PSIKOLOGI & TEKNOLOGI INTERNET :
MAKALAH NETIQUETTE DAN CYBERBULLYING
DISUSUN OLEH :
KELOMPOK 4
1. M. Rahmanda A. 14517166
2. Nadira Khalishah 14517382
3. Oktia Sartika 14517655
4. Prita Bhatari Eka S. 14517742
5. R. Deshinta Anggraini 14517802
6. Tiara Ayu Nandita 15517952
7. Vena Jua Ana V. 16517066
FAKULTAS PSIKOLOGI
UNIVERSITAS GUNADARMA
2019
KATA PENGANTAR
Assalamualikum Wr. Wb
Puji syukur senantiasa selalu kita panjatkan
kepada Allah SWT yang telah memberikan limpahan Rahmat,Taufik dan hidayah-Nya
sehingga kami dapat menyelesaikan penyusunan makalah ini. Shalawat serta salam
tak lupa kita curahkan kepada Nabi Muhammad SAW yang telah menunjukan jalan
kebaikan dan kebenaran di dunia dan akhirat kepada umat manusia.
Makalah ini di susun guna memenuhi tugas mata
kuliah Psikologi dan
Teknik Internet dan juga
untuk khalayak ramai sebagai bahan penambah ilmu pengetahuan serta informasi
yang semoga bermanfaat.
Makalah ini kami susun
dengan segala kemampuan dan semaksimal mungkin. Namun, kami menyadiri bahwa dalam penyusunan makalah ini tentu
tidaklah sempurna dan masih banyak kesalahan serta kekurangan. Maka dari itu kami sebagai penyusun makalah ini mohon kritik, saran dan
pesan dari semua yang membaca makalah ini terutama Dosen Mata Psikologi dan Teknik Internet yang kami harapkan sebagai bahan
koreksi untuk kami.
Wa’alaikumsalam Wr.
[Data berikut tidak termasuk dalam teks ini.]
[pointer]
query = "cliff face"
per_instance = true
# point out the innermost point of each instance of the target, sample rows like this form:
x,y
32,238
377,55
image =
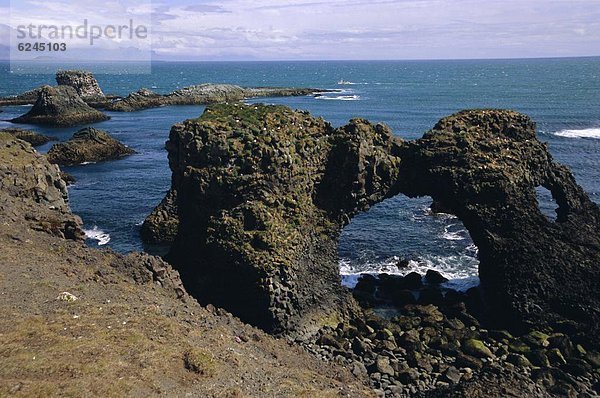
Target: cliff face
x,y
263,192
84,83
484,166
27,178
81,322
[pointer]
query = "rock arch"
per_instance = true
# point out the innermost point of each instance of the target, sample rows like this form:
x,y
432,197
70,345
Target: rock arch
x,y
263,193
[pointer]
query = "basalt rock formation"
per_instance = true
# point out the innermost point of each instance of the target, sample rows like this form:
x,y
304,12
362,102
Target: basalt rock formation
x,y
35,139
160,227
484,166
263,192
88,145
60,106
199,95
63,303
87,87
24,174
83,82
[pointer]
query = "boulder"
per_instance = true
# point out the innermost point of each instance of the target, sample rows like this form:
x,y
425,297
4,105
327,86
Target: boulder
x,y
27,177
61,107
84,83
87,145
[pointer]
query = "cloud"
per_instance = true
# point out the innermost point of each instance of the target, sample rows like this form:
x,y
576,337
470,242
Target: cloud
x,y
347,29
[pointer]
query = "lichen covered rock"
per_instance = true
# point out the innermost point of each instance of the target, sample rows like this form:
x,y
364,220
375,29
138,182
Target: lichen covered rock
x,y
263,192
259,227
60,106
88,145
83,82
35,139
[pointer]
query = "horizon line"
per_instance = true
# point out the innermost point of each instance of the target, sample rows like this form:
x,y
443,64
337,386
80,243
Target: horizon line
x,y
305,60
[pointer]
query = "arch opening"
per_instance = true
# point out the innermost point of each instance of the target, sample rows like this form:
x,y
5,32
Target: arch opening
x,y
402,235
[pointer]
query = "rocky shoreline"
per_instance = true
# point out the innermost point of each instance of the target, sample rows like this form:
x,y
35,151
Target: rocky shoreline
x,y
258,199
260,193
78,99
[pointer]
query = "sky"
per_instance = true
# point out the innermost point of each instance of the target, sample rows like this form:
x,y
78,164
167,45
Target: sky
x,y
329,29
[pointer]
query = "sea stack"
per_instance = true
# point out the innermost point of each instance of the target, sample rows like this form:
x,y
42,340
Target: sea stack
x,y
87,145
60,107
83,82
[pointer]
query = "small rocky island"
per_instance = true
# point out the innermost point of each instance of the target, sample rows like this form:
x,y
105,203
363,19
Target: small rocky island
x,y
60,106
78,99
88,145
35,139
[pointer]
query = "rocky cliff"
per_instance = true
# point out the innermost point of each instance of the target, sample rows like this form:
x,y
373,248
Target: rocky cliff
x,y
60,106
83,82
81,322
263,193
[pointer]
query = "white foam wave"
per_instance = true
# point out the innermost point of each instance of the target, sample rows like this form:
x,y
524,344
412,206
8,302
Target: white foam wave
x,y
98,235
340,98
585,133
461,270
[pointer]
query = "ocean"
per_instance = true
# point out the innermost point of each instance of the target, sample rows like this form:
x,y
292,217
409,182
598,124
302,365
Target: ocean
x,y
561,95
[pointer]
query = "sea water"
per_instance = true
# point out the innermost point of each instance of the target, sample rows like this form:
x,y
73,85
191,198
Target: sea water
x,y
561,95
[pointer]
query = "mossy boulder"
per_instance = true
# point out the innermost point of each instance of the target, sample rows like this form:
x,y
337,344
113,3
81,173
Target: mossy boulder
x,y
88,145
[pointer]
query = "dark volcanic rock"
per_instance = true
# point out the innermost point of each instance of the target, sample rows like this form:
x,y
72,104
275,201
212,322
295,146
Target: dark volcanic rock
x,y
62,107
261,201
88,145
200,95
26,175
161,226
141,99
35,139
484,166
263,193
83,82
27,98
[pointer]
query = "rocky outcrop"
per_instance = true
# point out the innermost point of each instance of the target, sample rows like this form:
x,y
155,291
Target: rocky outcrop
x,y
160,227
83,82
61,107
88,145
35,139
25,176
68,303
484,166
27,98
263,193
141,99
202,94
256,217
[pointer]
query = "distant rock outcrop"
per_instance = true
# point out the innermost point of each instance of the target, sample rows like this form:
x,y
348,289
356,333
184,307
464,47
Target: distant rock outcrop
x,y
87,145
83,82
60,106
35,139
263,192
202,94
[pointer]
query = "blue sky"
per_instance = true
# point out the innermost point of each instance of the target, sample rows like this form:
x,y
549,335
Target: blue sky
x,y
345,29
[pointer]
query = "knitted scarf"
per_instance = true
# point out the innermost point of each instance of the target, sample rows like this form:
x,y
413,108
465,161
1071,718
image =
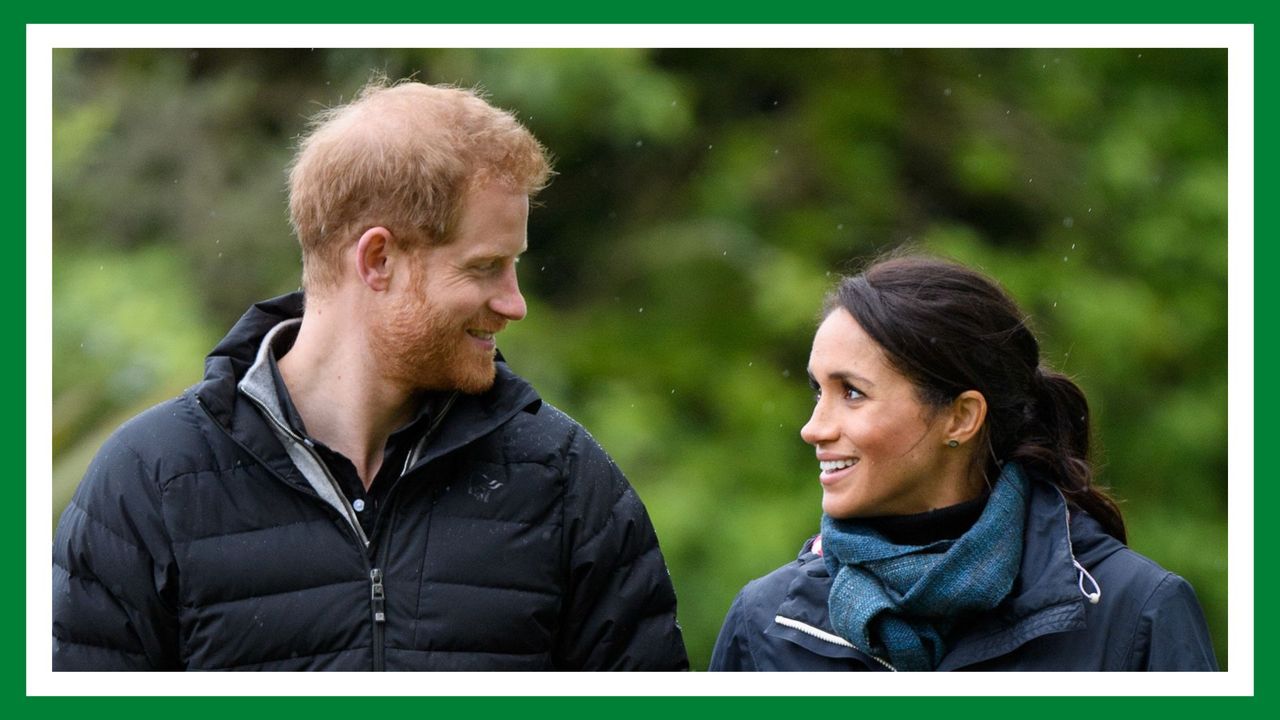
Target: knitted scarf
x,y
900,601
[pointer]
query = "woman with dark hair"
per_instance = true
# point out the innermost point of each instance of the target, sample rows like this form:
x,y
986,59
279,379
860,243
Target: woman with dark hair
x,y
961,528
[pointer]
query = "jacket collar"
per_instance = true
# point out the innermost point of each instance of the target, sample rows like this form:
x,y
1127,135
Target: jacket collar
x,y
469,418
1045,598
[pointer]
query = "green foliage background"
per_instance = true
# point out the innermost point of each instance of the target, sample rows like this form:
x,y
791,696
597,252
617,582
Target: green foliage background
x,y
705,200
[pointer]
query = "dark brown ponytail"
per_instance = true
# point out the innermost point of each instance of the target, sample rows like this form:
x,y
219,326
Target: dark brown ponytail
x,y
950,329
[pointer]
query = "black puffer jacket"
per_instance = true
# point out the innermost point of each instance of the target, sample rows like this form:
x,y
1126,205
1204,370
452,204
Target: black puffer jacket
x,y
1146,618
512,542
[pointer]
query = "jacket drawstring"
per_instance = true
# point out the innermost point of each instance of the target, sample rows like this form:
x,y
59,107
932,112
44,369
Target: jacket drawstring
x,y
1097,591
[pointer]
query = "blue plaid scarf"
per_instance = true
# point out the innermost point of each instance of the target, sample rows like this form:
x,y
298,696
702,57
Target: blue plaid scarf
x,y
900,601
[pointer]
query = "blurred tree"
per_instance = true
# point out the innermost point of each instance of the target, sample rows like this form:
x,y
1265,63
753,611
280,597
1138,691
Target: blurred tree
x,y
705,200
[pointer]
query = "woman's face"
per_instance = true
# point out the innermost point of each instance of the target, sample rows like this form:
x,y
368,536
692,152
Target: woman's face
x,y
881,451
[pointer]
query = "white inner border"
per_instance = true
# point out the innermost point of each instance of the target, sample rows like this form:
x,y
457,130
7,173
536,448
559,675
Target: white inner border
x,y
42,39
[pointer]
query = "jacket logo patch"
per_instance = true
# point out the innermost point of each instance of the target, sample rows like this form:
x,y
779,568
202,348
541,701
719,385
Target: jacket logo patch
x,y
481,486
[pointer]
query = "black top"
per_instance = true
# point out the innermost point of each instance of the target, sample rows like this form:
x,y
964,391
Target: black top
x,y
924,528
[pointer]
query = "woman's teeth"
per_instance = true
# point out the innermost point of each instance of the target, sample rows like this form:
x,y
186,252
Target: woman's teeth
x,y
832,465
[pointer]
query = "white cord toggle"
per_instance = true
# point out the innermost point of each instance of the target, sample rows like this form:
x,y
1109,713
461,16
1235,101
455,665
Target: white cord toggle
x,y
1097,591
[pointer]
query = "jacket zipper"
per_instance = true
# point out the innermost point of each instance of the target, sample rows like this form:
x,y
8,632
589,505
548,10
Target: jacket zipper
x,y
378,591
310,449
826,637
378,602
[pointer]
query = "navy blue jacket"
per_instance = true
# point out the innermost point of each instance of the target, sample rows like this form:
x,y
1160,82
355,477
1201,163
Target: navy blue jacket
x,y
510,542
1146,616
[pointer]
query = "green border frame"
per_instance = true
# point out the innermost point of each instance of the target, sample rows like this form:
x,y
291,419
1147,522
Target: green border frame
x,y
13,441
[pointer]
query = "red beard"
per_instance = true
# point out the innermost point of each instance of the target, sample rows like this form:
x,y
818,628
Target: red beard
x,y
421,346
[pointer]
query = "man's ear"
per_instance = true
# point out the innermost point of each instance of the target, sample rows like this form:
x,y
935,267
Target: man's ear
x,y
967,414
373,255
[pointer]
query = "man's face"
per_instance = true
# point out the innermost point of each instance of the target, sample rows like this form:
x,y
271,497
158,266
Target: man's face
x,y
439,329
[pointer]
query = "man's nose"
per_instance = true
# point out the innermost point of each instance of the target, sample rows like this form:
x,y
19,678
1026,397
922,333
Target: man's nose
x,y
510,302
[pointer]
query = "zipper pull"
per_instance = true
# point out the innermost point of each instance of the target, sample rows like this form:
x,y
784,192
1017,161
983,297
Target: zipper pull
x,y
379,597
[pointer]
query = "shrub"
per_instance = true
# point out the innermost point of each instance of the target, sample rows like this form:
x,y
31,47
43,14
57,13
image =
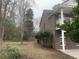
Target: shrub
x,y
44,38
9,53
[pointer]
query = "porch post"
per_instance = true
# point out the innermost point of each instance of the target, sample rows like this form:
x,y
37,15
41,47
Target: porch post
x,y
62,31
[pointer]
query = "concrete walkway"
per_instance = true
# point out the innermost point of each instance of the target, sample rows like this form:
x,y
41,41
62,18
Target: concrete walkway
x,y
73,52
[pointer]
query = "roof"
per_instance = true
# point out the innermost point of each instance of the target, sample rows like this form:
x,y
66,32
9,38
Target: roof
x,y
45,15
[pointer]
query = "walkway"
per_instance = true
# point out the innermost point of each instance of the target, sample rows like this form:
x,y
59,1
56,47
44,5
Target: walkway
x,y
73,52
36,52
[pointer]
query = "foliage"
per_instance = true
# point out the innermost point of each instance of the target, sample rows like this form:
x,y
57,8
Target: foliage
x,y
44,38
28,24
9,53
72,27
11,32
29,14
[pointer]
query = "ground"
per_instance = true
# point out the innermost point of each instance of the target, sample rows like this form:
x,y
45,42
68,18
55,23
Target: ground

Wb
Depok,08 April 2019
Penulis
DATAR ISI
BAB I
PENDAHULUAN
1.1 Latar Belakang
Semakin berkembang pesatnya
teknologi di zaman modern ini maka semakin canggih pula alat komunikas yang
digunakan oleh manusia, salah satunya yaitu internet. Internet berperan untuk
mempermudah manusia untuk menjalin komunikasi dan berinteraksi dengan orang
lain tanpa harus bertemu terlebih dahulu serta memudahkan manusia untuk mengetahui
hal-hal apa saja yang saat ini atau yang telah terjadi di sekitar mereka maupun
di dunia luar dalam waktu yang sangat cepat. Saat ini internet dapat ditemukan
dan digunakan hampir dimana saja dan kapan saja. Tempat umum seperti
perpustakaan, bandar udara, bahkan café pun sudah umum menyediakan layanan
internet. Terdapat banyak manfaat yang akan kita dapatkan hanya dengan
bermodal kemauan dan kemampuan dalam menggunakan internet. Namun, tidak
seluruh isi di dalam internet bermanfaat. Sifat internet yang cenderung
bebas tanpa dikontrol maupun dikuasai pihak manapun membuat materi atau
informasi yang dapat dikirim maupun diakses bisa saja bersifat negatif.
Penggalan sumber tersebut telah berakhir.